Além destas medidas, o Executivo pode agora vir a ativar outros procedimentos previstos para situações de crise energética, ao abrigo desse mesmo decreto-lei nº114/2001, e que vão mais longe, ainda que se a sua aplicação deva ser orientada “pelo respeito dos princípios da necessidade, proporcionalidade e adequação aos fins visados”:

  • Ao nível da redução da procura de energia, está prevista a promoção de campanhas informativas através dos meios de comunicação social, a distribuição de folhetos informativos e explicativos, a fixação de cartazes em locais públicos e a ação direta de agentes do Estado para levar os consumidores a, voluntariamente, pouparem energia.
  • No mesmo âmbito, mas ao nível das medidas compulsivas, a lei permite ao Governo estabelecer restrições ao uso de veículos motorizados particulares (nomeadamente proibindo a circulação destas viaturas, penalizando o uso de viaturas particulares em subocupação e reduzindo os limites máximos de velocidade), restrições aos percurso em vazio ou em subocupação de transportes públicos e comerciais, restrições ao uso de equipamentos que consumam energia.
  • Está ainda prevista a “substituição do consumo de um produto deficitário pelo consumo de outra forma energética mais abundante”.
  • Já ao nível da poupança efetiva de energia, o Executivo tem poder para introduzir horários diferenciados e limitar mesmo as emissões de televisão e o funcionamento de espetáculos.
  • Está também prevista a possibilidade de agravar as tarifas e os preços da energia.
  • Do lado da oferta, a lei prevê o reforço da produção de bens energéticos deficitários e de fontes energéticas alternativas.
  • Quanto à distribuição, o Governo pode impor sistemas de racionamento, determinar os períodos de encerramentos dos postos e limitar as quantidades globais de combustíveis introduzidas no mercado.
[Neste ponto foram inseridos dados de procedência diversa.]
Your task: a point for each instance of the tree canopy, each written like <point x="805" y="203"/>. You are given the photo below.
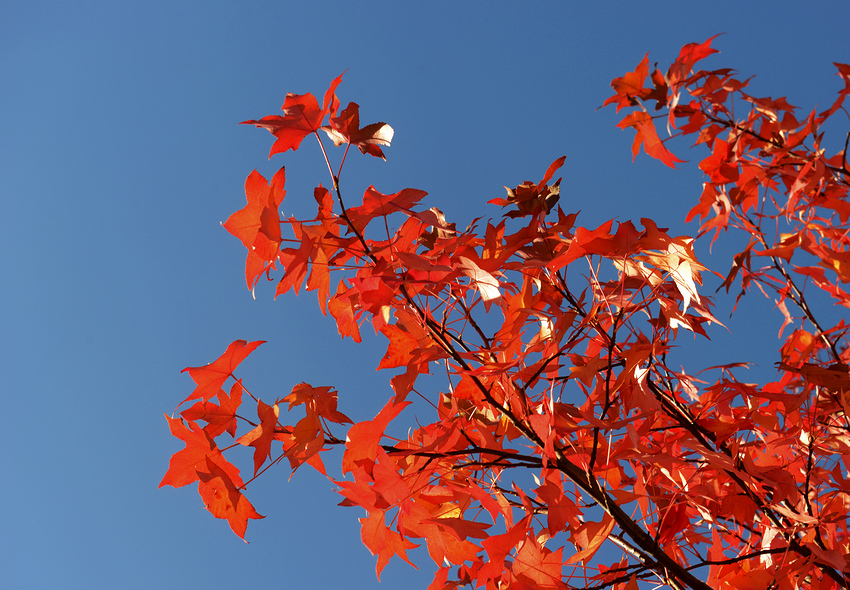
<point x="561" y="428"/>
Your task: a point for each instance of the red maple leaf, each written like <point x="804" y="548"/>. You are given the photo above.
<point x="185" y="464"/>
<point x="301" y="117"/>
<point x="222" y="498"/>
<point x="345" y="128"/>
<point x="211" y="377"/>
<point x="262" y="435"/>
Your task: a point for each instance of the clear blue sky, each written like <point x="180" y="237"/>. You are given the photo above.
<point x="120" y="154"/>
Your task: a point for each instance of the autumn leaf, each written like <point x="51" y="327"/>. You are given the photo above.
<point x="219" y="418"/>
<point x="200" y="448"/>
<point x="382" y="541"/>
<point x="646" y="135"/>
<point x="345" y="128"/>
<point x="262" y="435"/>
<point x="301" y="117"/>
<point x="211" y="377"/>
<point x="222" y="498"/>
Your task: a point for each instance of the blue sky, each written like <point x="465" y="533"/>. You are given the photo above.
<point x="120" y="154"/>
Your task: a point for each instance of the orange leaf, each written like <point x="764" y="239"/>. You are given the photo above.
<point x="211" y="377"/>
<point x="261" y="436"/>
<point x="648" y="137"/>
<point x="224" y="500"/>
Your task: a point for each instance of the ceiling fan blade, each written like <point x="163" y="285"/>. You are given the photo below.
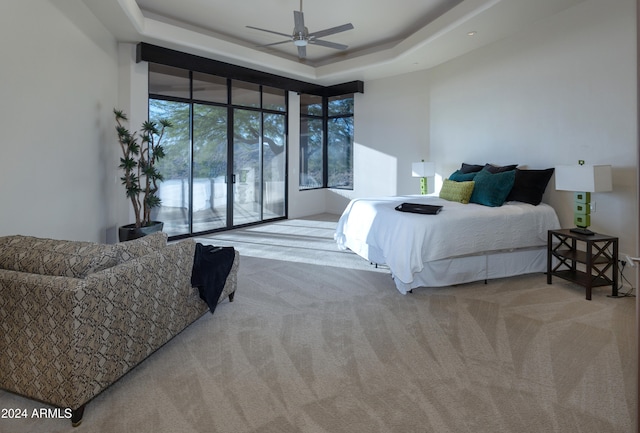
<point x="298" y="22"/>
<point x="328" y="44"/>
<point x="331" y="31"/>
<point x="270" y="31"/>
<point x="275" y="43"/>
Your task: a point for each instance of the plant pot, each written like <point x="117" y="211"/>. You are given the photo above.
<point x="130" y="232"/>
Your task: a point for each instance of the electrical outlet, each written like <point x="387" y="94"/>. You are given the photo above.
<point x="631" y="261"/>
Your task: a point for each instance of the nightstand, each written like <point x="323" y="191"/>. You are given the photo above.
<point x="597" y="255"/>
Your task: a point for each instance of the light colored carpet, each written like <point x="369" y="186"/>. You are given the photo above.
<point x="310" y="347"/>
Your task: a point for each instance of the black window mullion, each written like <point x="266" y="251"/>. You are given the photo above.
<point x="325" y="141"/>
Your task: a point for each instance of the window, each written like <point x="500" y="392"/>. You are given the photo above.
<point x="340" y="142"/>
<point x="326" y="141"/>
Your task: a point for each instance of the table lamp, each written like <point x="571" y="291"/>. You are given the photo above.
<point x="423" y="170"/>
<point x="583" y="180"/>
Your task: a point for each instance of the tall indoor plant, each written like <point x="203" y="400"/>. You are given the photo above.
<point x="140" y="176"/>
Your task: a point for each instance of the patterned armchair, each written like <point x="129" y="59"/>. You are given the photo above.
<point x="77" y="316"/>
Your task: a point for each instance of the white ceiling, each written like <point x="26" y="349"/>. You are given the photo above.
<point x="389" y="37"/>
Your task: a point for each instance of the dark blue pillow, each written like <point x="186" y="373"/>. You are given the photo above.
<point x="492" y="189"/>
<point x="460" y="176"/>
<point x="529" y="185"/>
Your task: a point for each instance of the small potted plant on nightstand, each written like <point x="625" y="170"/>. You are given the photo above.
<point x="140" y="176"/>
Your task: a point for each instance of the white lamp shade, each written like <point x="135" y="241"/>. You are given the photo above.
<point x="583" y="178"/>
<point x="423" y="169"/>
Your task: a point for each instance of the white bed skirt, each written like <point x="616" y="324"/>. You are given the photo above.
<point x="447" y="272"/>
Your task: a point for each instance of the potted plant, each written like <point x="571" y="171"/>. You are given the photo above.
<point x="140" y="177"/>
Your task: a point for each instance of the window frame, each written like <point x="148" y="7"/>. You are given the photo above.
<point x="325" y="117"/>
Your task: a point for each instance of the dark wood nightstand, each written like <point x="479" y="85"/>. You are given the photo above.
<point x="599" y="258"/>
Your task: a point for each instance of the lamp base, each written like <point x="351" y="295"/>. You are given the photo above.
<point x="582" y="230"/>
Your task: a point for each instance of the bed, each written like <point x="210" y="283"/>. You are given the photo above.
<point x="462" y="243"/>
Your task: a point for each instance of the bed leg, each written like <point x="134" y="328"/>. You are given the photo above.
<point x="76" y="416"/>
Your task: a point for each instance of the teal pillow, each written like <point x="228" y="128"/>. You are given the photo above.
<point x="461" y="176"/>
<point x="492" y="189"/>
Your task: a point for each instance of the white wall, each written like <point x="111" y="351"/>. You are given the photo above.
<point x="561" y="91"/>
<point x="58" y="81"/>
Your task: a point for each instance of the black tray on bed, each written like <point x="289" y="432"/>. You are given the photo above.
<point x="427" y="209"/>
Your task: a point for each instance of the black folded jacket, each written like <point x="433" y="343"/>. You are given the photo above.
<point x="428" y="209"/>
<point x="211" y="267"/>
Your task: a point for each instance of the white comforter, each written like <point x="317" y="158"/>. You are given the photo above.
<point x="404" y="241"/>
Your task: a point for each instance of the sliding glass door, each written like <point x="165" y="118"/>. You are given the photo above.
<point x="225" y="163"/>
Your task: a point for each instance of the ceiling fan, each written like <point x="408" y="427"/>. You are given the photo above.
<point x="301" y="36"/>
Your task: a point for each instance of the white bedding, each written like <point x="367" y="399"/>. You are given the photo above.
<point x="373" y="229"/>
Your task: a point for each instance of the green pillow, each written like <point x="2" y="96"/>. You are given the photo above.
<point x="456" y="191"/>
<point x="492" y="189"/>
<point x="460" y="176"/>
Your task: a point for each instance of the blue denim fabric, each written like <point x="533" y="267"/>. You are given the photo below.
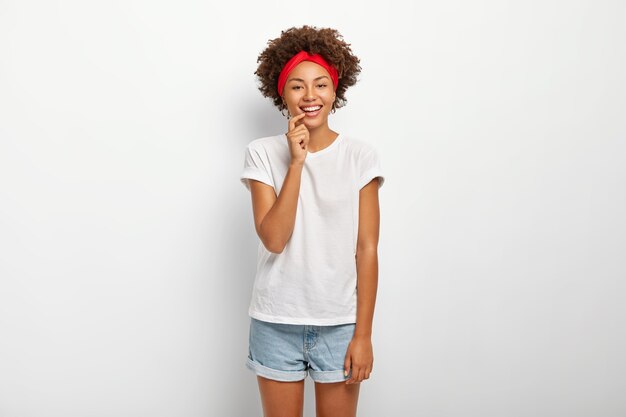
<point x="287" y="352"/>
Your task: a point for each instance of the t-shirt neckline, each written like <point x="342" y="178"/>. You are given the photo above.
<point x="322" y="151"/>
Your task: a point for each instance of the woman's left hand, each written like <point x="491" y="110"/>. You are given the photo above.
<point x="359" y="357"/>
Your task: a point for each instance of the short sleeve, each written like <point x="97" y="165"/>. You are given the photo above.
<point x="370" y="169"/>
<point x="256" y="167"/>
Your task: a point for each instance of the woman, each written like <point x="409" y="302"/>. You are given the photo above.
<point x="315" y="204"/>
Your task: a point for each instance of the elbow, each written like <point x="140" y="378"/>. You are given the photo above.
<point x="274" y="247"/>
<point x="271" y="242"/>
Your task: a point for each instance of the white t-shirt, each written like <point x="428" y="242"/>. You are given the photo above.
<point x="313" y="280"/>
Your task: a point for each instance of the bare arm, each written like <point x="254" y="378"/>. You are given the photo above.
<point x="275" y="216"/>
<point x="367" y="257"/>
<point x="360" y="354"/>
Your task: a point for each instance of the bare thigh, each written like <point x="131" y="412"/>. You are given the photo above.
<point x="336" y="399"/>
<point x="281" y="399"/>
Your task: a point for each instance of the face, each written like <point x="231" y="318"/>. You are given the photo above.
<point x="309" y="85"/>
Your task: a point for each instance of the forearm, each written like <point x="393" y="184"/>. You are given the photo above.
<point x="277" y="225"/>
<point x="367" y="284"/>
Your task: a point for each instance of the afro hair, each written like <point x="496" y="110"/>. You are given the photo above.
<point x="324" y="41"/>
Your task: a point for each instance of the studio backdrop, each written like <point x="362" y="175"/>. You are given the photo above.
<point x="127" y="242"/>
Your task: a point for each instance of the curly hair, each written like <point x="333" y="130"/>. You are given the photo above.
<point x="324" y="41"/>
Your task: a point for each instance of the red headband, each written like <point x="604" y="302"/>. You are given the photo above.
<point x="305" y="56"/>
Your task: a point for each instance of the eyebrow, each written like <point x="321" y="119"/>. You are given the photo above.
<point x="300" y="79"/>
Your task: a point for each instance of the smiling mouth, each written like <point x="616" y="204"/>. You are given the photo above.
<point x="311" y="109"/>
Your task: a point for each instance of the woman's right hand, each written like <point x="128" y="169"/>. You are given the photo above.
<point x="298" y="139"/>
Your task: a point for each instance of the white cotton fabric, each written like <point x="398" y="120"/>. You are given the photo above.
<point x="313" y="280"/>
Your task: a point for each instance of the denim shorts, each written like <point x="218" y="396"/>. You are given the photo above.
<point x="286" y="352"/>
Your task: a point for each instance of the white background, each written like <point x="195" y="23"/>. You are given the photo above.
<point x="127" y="246"/>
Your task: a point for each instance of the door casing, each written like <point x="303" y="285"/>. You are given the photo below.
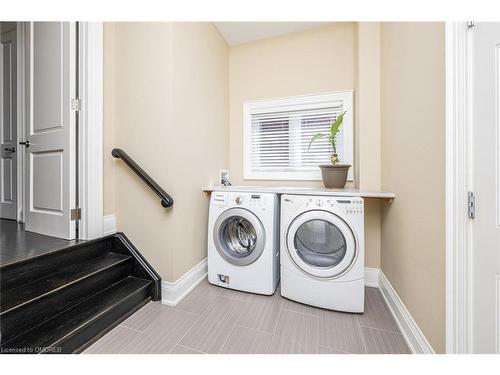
<point x="90" y="130"/>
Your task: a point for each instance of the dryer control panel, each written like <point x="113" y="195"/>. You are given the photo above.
<point x="351" y="206"/>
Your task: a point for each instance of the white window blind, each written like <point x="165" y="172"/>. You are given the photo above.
<point x="278" y="133"/>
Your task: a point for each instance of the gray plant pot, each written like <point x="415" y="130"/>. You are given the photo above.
<point x="334" y="175"/>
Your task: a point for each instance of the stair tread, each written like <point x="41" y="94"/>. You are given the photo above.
<point x="54" y="330"/>
<point x="16" y="297"/>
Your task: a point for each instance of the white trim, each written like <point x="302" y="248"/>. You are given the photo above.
<point x="458" y="170"/>
<point x="108" y="225"/>
<point x="293" y="103"/>
<point x="371" y="277"/>
<point x="412" y="333"/>
<point x="173" y="293"/>
<point x="22" y="43"/>
<point x="91" y="129"/>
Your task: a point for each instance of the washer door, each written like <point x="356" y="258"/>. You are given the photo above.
<point x="321" y="244"/>
<point x="239" y="236"/>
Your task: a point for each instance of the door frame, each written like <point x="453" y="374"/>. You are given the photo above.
<point x="90" y="124"/>
<point x="458" y="183"/>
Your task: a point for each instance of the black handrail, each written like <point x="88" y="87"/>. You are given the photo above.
<point x="166" y="200"/>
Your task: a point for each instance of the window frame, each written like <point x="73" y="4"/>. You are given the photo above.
<point x="302" y="102"/>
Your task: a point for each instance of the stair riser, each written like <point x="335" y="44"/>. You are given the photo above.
<point x="24" y="317"/>
<point x="23" y="272"/>
<point x="87" y="335"/>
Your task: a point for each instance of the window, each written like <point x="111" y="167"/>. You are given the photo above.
<point x="278" y="132"/>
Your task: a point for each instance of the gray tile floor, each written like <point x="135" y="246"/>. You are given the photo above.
<point x="216" y="320"/>
<point x="18" y="244"/>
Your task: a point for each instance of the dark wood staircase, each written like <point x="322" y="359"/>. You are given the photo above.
<point x="63" y="301"/>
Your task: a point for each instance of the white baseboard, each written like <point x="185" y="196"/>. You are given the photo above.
<point x="173" y="293"/>
<point x="108" y="225"/>
<point x="371" y="277"/>
<point x="409" y="328"/>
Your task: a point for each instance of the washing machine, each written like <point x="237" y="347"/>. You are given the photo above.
<point x="322" y="251"/>
<point x="243" y="241"/>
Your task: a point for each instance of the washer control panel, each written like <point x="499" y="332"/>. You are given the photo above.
<point x="249" y="200"/>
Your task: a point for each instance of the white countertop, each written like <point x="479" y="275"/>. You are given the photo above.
<point x="305" y="191"/>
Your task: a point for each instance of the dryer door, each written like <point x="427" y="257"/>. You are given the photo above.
<point x="321" y="244"/>
<point x="239" y="236"/>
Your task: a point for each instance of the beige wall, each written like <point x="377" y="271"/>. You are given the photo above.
<point x="308" y="62"/>
<point x="322" y="59"/>
<point x="166" y="105"/>
<point x="413" y="166"/>
<point x="367" y="132"/>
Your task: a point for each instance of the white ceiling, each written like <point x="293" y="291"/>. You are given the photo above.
<point x="244" y="32"/>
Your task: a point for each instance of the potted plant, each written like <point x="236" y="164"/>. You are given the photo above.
<point x="334" y="174"/>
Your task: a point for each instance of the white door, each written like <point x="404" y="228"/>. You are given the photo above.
<point x="50" y="156"/>
<point x="486" y="185"/>
<point x="8" y="126"/>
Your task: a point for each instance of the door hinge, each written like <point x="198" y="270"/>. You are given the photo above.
<point x="76" y="214"/>
<point x="75" y="104"/>
<point x="471" y="205"/>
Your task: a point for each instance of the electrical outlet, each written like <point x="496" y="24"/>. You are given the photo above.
<point x="223" y="175"/>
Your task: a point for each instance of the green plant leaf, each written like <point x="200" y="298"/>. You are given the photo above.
<point x="315" y="137"/>
<point x="336" y="125"/>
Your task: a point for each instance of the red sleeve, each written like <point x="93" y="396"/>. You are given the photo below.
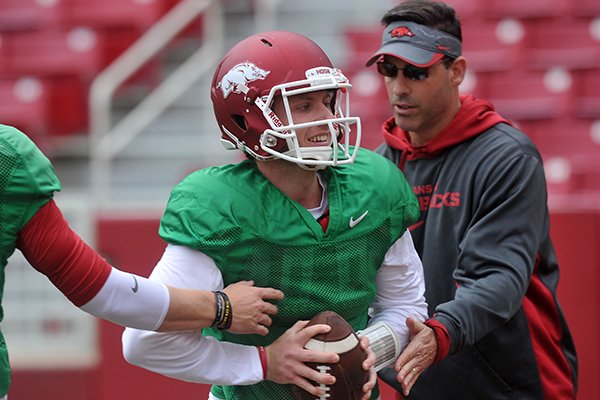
<point x="52" y="248"/>
<point x="442" y="337"/>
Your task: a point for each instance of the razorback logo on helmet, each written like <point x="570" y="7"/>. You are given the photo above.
<point x="401" y="31"/>
<point x="314" y="74"/>
<point x="239" y="76"/>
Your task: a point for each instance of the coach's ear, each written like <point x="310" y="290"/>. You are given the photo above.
<point x="457" y="71"/>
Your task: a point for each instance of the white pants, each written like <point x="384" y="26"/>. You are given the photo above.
<point x="211" y="397"/>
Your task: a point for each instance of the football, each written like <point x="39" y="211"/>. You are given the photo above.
<point x="349" y="374"/>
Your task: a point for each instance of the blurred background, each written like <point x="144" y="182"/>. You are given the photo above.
<point x="116" y="93"/>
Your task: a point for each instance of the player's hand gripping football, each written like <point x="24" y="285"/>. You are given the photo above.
<point x="251" y="311"/>
<point x="368" y="365"/>
<point x="418" y="355"/>
<point x="287" y="358"/>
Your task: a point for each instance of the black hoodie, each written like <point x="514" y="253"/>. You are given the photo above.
<point x="490" y="268"/>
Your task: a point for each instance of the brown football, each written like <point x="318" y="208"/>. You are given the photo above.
<point x="348" y="372"/>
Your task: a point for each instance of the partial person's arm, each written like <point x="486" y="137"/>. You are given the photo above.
<point x="400" y="289"/>
<point x="190" y="356"/>
<point x="92" y="284"/>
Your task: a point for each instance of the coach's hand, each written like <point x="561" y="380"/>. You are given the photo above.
<point x="286" y="358"/>
<point x="251" y="311"/>
<point x="418" y="355"/>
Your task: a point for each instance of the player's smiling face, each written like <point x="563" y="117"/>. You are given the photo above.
<point x="308" y="107"/>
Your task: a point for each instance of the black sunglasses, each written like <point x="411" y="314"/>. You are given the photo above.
<point x="411" y="72"/>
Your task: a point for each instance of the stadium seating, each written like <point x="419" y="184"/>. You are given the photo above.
<point x="586" y="102"/>
<point x="22" y="15"/>
<point x="493" y="45"/>
<point x="43" y="106"/>
<point x="571" y="43"/>
<point x="116" y="13"/>
<point x="23" y="104"/>
<point x="570" y="149"/>
<point x="526" y="9"/>
<point x="524" y="95"/>
<point x="81" y="50"/>
<point x="585" y="8"/>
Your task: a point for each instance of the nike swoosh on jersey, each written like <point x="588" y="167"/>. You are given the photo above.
<point x="353" y="222"/>
<point x="416" y="225"/>
<point x="134" y="288"/>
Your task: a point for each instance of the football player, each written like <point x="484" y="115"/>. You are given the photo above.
<point x="304" y="213"/>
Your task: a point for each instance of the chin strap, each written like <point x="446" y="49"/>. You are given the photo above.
<point x="320" y="153"/>
<point x="384" y="343"/>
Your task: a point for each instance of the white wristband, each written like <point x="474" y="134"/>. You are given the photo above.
<point x="384" y="343"/>
<point x="130" y="300"/>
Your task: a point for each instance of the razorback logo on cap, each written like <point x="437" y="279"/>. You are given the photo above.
<point x="401" y="31"/>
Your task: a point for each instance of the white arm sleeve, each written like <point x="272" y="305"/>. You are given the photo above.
<point x="188" y="355"/>
<point x="130" y="300"/>
<point x="400" y="288"/>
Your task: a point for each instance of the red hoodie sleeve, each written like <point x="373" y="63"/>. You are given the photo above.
<point x="442" y="337"/>
<point x="52" y="248"/>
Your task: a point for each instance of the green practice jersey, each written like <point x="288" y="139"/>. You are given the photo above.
<point x="27" y="182"/>
<point x="254" y="232"/>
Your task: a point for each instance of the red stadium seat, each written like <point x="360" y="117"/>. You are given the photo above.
<point x="570" y="149"/>
<point x="22" y="15"/>
<point x="571" y="43"/>
<point x="23" y="104"/>
<point x="468" y="9"/>
<point x="369" y="101"/>
<point x="116" y="13"/>
<point x="81" y="51"/>
<point x="586" y="103"/>
<point x="361" y="43"/>
<point x="585" y="8"/>
<point x="524" y="95"/>
<point x="44" y="107"/>
<point x="493" y="45"/>
<point x="526" y="8"/>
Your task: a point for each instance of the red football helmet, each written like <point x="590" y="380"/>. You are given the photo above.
<point x="267" y="65"/>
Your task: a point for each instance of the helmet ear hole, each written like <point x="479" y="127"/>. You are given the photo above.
<point x="240" y="121"/>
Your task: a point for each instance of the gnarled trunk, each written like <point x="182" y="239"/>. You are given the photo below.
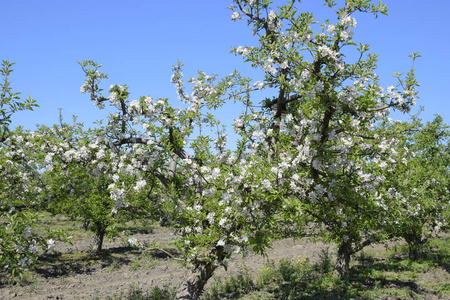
<point x="415" y="244"/>
<point x="100" y="232"/>
<point x="193" y="287"/>
<point x="343" y="259"/>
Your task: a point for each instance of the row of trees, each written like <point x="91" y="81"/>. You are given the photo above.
<point x="320" y="155"/>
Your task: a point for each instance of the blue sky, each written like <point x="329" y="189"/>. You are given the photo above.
<point x="139" y="41"/>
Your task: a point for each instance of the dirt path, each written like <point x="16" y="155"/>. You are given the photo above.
<point x="82" y="278"/>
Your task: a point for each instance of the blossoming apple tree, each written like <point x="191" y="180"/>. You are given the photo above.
<point x="324" y="115"/>
<point x="323" y="153"/>
<point x="88" y="178"/>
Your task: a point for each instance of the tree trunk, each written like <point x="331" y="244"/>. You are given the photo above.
<point x="193" y="287"/>
<point x="343" y="259"/>
<point x="99" y="237"/>
<point x="415" y="244"/>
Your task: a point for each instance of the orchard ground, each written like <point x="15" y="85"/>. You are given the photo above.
<point x="379" y="272"/>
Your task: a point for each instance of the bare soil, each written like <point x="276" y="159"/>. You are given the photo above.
<point x="72" y="273"/>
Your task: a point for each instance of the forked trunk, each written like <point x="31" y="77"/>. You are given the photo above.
<point x="99" y="237"/>
<point x="343" y="259"/>
<point x="193" y="287"/>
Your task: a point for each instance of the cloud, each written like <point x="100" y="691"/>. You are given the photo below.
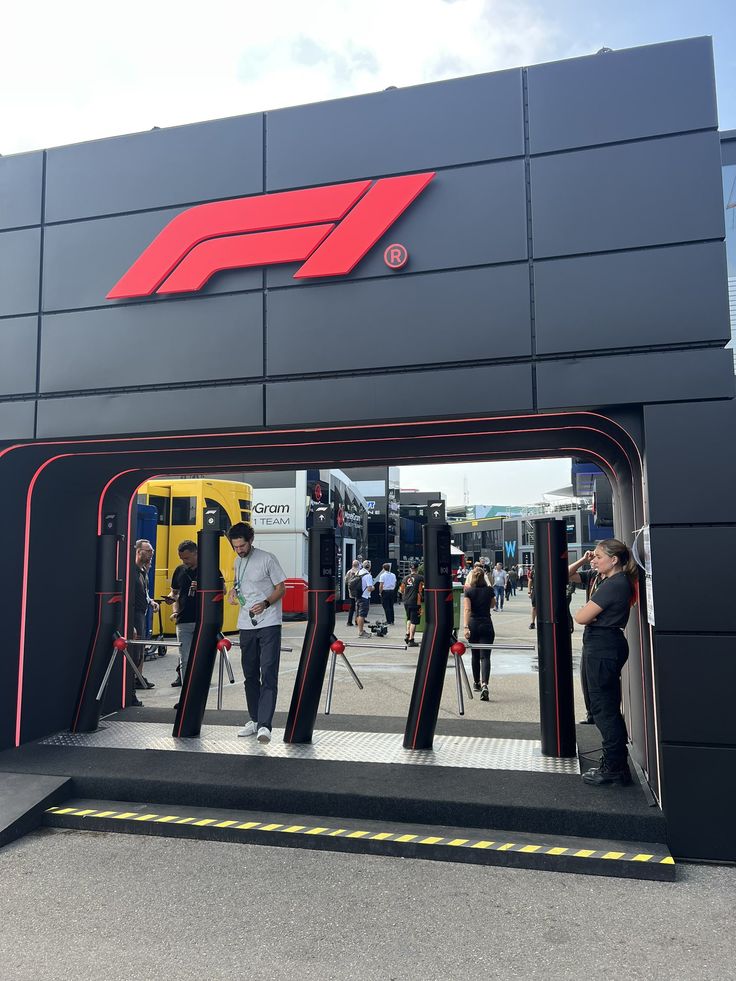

A avançar a paralisação marcada para segunda-feira, estará em causa a segunda greve levada a cabo pelos motoristas de matérias perigosas no espaço de quatro meses.

Em abril, estes trabalhadores pararam em luta por aumentos salariais, tendo deixado os postos de abastecimento praticamente sem combustível. Os motoristas e os patrões acabaram por chegar a acordo para a progressão salarial, com início em janeiro do próximo ano, mas a 15 de julho, os sindicatos decidiram marcar uma nova greve, acusando os patrões de não cumprir esses termos. Várias reuniões depois, as partes não conseguiram chegar a um consenso, mantendo os motoristas a greve da próxima semana.